The Capital Regional District of southern Vancouver Island now is launching work on a state-of-the-art plant to be completed by 2020.

The issue is a sore point right now for King County as crews work hard to recover from a disastrous flood in the region’s largest wastewater treatment plant on Feb. 9.

Since the flood, the West Point plant was until this week reduced to rudimentary treatment and in high-water events was passing about 235 million gallons of untreated wastewater, including about 30 million gallons of raw sewage, into Puget Sound through its emergency bypass.

The plant also has on a daily basis since the flood been discharging water far less clean than its permit requires, including tons of solids per day into Puget Sound because its primary treatment system was crippled, and its secondary treatment plant offline.

Working around the clock since the flood, crews have made major progress toward normal operations, Christie True, director of King County Natural Resources and Parks, said this week. The target date for resuming normal operations is April 30.

Meeting that goal depends in part, though, on beneficial microorganisms within the secondary treatment system.

Wastewater managers determined this week that microbial activity in the secondary system is too lackluster to rely on. Instead, that system must be reseeded from the South Plant at Renton, a delicate process that takes weeks to finesse. How well the microorganisms are responding and returning to health won’t be known for some time.

Meanwhile, the county this week restored one of its primary tanks to full operation, a major milestone in the recovery process that already has cut by half the tons of solids pouring into Puget Sound. The second tank is expected to be operational soon.

Causes of the flood are under investigation, but so far equipment failures including float switches and pumps are implicated.

King County has invested hundreds of millions of dollars of ratepayers’ money in upgrading to secondary treatment precisely to better protect the ecology of Puget Sound.

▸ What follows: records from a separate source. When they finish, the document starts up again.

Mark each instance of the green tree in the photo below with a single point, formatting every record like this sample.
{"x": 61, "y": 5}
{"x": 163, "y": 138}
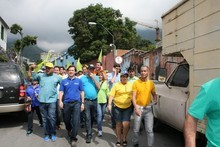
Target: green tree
{"x": 20, "y": 44}
{"x": 90, "y": 39}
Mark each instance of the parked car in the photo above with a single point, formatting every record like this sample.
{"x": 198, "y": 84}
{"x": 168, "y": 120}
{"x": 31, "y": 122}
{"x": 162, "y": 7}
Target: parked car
{"x": 12, "y": 88}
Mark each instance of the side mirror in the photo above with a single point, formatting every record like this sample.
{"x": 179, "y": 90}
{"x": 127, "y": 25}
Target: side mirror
{"x": 162, "y": 75}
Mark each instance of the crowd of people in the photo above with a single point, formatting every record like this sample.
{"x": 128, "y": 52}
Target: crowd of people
{"x": 83, "y": 97}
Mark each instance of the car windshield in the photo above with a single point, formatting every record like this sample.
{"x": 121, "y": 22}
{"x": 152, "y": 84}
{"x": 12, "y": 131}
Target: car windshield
{"x": 8, "y": 74}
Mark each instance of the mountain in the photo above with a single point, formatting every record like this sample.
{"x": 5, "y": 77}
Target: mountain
{"x": 31, "y": 52}
{"x": 149, "y": 34}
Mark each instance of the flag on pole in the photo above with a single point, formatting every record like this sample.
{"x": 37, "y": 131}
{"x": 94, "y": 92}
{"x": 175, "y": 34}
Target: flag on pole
{"x": 78, "y": 65}
{"x": 55, "y": 62}
{"x": 40, "y": 65}
{"x": 100, "y": 56}
{"x": 68, "y": 64}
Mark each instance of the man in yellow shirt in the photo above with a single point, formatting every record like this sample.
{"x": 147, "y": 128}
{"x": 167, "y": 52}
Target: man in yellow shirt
{"x": 142, "y": 89}
{"x": 121, "y": 96}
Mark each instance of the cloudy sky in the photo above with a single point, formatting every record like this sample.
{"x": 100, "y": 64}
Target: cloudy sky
{"x": 48, "y": 19}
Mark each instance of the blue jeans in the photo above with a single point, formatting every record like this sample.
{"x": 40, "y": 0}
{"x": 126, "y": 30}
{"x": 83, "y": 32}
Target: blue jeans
{"x": 48, "y": 113}
{"x": 147, "y": 115}
{"x": 31, "y": 115}
{"x": 100, "y": 114}
{"x": 71, "y": 115}
{"x": 90, "y": 112}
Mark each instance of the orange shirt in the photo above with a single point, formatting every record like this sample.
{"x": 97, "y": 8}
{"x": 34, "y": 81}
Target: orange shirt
{"x": 143, "y": 90}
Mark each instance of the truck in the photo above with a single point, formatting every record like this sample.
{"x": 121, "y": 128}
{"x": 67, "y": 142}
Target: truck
{"x": 191, "y": 30}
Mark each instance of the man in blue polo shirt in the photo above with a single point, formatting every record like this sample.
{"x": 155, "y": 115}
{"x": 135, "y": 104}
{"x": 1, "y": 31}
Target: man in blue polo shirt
{"x": 71, "y": 98}
{"x": 91, "y": 87}
{"x": 48, "y": 82}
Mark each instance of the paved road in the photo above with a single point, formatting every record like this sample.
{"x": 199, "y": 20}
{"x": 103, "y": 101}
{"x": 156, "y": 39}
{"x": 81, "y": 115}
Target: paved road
{"x": 13, "y": 134}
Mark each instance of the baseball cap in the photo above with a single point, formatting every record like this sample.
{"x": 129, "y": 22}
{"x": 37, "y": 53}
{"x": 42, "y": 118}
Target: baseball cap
{"x": 124, "y": 73}
{"x": 91, "y": 67}
{"x": 49, "y": 64}
{"x": 43, "y": 68}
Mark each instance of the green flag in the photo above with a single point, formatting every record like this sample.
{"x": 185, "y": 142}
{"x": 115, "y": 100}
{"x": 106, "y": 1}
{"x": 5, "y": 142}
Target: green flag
{"x": 100, "y": 56}
{"x": 78, "y": 65}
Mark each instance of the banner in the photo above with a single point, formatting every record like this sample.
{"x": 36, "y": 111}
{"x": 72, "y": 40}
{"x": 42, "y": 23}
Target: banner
{"x": 78, "y": 65}
{"x": 100, "y": 56}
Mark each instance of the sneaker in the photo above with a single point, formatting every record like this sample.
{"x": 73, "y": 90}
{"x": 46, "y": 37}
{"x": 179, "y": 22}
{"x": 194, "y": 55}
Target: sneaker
{"x": 100, "y": 134}
{"x": 73, "y": 143}
{"x": 53, "y": 138}
{"x": 69, "y": 133}
{"x": 46, "y": 138}
{"x": 88, "y": 139}
{"x": 29, "y": 132}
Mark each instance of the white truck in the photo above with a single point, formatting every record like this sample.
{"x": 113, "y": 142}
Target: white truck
{"x": 191, "y": 29}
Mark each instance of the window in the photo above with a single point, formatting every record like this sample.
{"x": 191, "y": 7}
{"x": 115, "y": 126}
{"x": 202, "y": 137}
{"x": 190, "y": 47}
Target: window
{"x": 180, "y": 77}
{"x": 2, "y": 32}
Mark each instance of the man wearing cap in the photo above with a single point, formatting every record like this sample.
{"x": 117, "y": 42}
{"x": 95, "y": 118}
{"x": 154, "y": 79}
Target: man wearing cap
{"x": 91, "y": 86}
{"x": 48, "y": 82}
{"x": 120, "y": 99}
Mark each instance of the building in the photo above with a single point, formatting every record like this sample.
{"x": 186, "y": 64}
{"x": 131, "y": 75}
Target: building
{"x": 3, "y": 32}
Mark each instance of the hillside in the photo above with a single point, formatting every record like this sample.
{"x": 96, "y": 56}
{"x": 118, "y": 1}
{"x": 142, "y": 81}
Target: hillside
{"x": 31, "y": 52}
{"x": 149, "y": 34}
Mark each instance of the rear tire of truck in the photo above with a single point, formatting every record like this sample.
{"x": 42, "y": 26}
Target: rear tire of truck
{"x": 23, "y": 116}
{"x": 201, "y": 140}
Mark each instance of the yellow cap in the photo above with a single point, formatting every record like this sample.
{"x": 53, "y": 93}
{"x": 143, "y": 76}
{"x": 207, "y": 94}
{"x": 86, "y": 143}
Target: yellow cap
{"x": 49, "y": 64}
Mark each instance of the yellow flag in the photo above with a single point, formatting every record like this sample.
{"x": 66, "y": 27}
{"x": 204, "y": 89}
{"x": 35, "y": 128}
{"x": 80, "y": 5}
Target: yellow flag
{"x": 68, "y": 64}
{"x": 55, "y": 62}
{"x": 78, "y": 65}
{"x": 100, "y": 56}
{"x": 39, "y": 66}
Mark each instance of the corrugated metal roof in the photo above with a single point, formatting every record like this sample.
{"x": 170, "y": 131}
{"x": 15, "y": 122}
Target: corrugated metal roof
{"x": 4, "y": 23}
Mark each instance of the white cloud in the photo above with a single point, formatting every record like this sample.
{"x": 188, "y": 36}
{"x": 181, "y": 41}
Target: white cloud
{"x": 48, "y": 19}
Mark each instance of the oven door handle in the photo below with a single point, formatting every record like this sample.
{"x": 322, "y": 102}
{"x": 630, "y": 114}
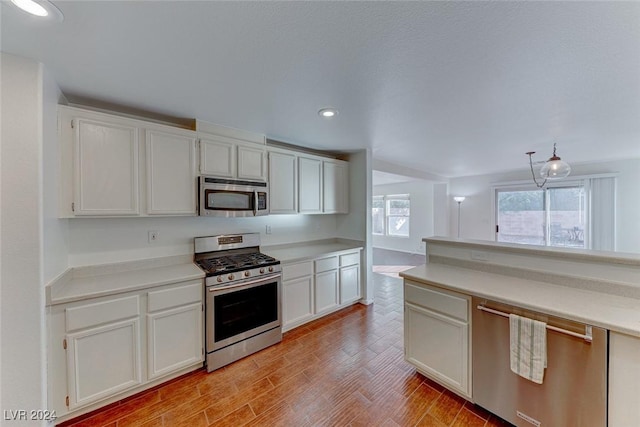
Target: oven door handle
{"x": 240, "y": 285}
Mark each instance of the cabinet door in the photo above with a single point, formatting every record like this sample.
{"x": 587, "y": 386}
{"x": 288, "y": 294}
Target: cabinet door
{"x": 297, "y": 302}
{"x": 326, "y": 291}
{"x": 174, "y": 339}
{"x": 171, "y": 173}
{"x": 103, "y": 361}
{"x": 217, "y": 157}
{"x": 349, "y": 284}
{"x": 309, "y": 185}
{"x": 251, "y": 163}
{"x": 282, "y": 184}
{"x": 335, "y": 187}
{"x": 105, "y": 168}
{"x": 438, "y": 346}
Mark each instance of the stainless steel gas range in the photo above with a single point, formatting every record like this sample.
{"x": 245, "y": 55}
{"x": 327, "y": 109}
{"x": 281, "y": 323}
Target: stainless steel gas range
{"x": 243, "y": 297}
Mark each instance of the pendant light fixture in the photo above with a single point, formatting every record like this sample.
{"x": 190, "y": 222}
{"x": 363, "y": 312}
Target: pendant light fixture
{"x": 555, "y": 168}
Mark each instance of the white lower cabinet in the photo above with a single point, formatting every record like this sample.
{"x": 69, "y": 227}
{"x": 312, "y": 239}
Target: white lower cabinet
{"x": 326, "y": 291}
{"x": 297, "y": 293}
{"x": 102, "y": 349}
{"x": 174, "y": 330}
{"x": 312, "y": 289}
{"x": 437, "y": 334}
{"x": 103, "y": 361}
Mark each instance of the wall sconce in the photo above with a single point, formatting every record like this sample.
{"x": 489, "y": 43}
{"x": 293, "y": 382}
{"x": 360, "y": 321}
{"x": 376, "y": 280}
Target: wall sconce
{"x": 459, "y": 200}
{"x": 555, "y": 168}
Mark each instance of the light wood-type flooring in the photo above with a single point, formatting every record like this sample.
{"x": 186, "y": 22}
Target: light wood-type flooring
{"x": 346, "y": 369}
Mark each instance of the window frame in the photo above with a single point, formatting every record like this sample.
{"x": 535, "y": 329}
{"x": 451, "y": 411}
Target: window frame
{"x": 584, "y": 183}
{"x": 386, "y": 199}
{"x": 384, "y": 216}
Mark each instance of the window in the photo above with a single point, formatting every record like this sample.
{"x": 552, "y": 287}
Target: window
{"x": 378, "y": 215}
{"x": 552, "y": 216}
{"x": 391, "y": 215}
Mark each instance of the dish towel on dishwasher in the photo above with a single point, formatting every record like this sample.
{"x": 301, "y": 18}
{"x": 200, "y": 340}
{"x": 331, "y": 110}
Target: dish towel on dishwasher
{"x": 528, "y": 347}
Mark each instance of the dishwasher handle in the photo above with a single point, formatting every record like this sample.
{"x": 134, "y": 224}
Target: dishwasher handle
{"x": 587, "y": 336}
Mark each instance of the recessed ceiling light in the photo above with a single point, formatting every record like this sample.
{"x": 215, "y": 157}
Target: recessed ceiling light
{"x": 41, "y": 8}
{"x": 328, "y": 113}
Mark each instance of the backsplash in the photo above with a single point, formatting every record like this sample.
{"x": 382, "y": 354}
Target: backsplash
{"x": 99, "y": 241}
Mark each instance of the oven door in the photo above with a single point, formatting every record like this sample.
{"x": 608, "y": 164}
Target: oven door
{"x": 241, "y": 310}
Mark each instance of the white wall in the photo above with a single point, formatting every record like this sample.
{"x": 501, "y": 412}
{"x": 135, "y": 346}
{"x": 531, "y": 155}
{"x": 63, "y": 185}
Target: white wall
{"x": 477, "y": 210}
{"x": 100, "y": 241}
{"x": 356, "y": 225}
{"x": 23, "y": 360}
{"x": 421, "y": 222}
{"x": 55, "y": 230}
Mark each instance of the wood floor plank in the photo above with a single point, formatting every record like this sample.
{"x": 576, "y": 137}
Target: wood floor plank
{"x": 447, "y": 407}
{"x": 417, "y": 405}
{"x": 466, "y": 418}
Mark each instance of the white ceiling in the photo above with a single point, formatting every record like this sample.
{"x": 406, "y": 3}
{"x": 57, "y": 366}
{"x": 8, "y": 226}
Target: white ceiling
{"x": 450, "y": 88}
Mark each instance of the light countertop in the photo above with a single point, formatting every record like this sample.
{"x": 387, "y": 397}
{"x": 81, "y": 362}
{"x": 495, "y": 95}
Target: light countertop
{"x": 90, "y": 282}
{"x": 310, "y": 250}
{"x": 613, "y": 312}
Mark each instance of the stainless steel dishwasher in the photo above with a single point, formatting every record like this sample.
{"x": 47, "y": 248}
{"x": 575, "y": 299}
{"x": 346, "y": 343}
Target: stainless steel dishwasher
{"x": 574, "y": 389}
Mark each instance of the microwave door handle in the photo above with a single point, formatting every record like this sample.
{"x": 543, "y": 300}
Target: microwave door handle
{"x": 255, "y": 203}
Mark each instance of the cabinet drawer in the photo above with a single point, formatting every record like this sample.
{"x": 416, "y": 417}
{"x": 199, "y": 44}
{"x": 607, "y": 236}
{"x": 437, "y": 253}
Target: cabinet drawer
{"x": 441, "y": 301}
{"x": 326, "y": 264}
{"x": 174, "y": 297}
{"x": 89, "y": 315}
{"x": 349, "y": 259}
{"x": 293, "y": 271}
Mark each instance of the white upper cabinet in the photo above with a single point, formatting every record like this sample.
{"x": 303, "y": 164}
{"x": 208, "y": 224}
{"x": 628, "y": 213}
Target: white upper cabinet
{"x": 105, "y": 163}
{"x": 252, "y": 162}
{"x": 283, "y": 183}
{"x": 171, "y": 173}
{"x": 231, "y": 153}
{"x": 217, "y": 157}
{"x": 309, "y": 185}
{"x": 335, "y": 186}
{"x": 116, "y": 166}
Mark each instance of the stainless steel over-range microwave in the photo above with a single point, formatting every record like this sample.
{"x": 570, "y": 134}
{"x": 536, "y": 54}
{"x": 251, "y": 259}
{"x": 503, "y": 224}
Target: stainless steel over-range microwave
{"x": 232, "y": 198}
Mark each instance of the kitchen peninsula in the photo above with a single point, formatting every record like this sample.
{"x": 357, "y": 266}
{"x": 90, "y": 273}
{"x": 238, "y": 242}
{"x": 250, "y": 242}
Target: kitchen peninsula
{"x": 598, "y": 289}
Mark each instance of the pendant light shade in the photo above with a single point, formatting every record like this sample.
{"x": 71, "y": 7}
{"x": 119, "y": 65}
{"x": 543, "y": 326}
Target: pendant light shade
{"x": 555, "y": 168}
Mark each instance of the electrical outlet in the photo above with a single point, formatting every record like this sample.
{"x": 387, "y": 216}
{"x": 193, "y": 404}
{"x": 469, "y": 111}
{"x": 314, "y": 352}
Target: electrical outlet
{"x": 480, "y": 255}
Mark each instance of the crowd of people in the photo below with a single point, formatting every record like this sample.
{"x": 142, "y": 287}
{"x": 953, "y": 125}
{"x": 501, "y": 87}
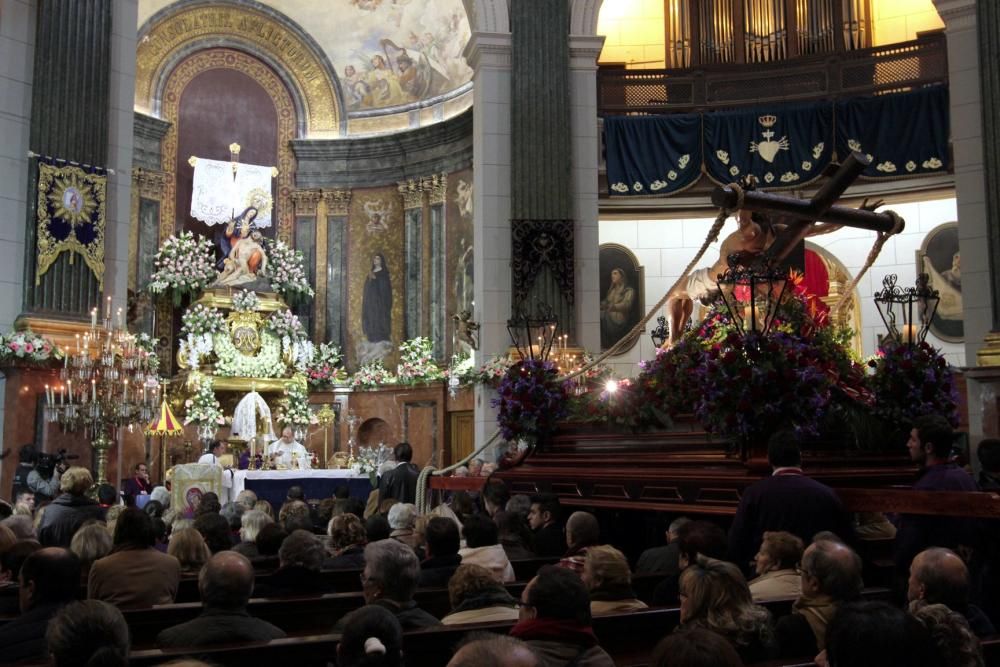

Even more money is being spent to control overflows of untreated wastewater into the Sound during heavy rain.

The study shows how linked people are to the water and the animals in it, something that can be easy to forget, said Joe Gaydos of the SeaDoc Society, a marine conservation nonprofit. “We are way more connected to these guys than we think,” Gaydos said of orca whales. “We have this artificial separation in our minds.

“We are just beginning to understand how closely tied our health is to their health.”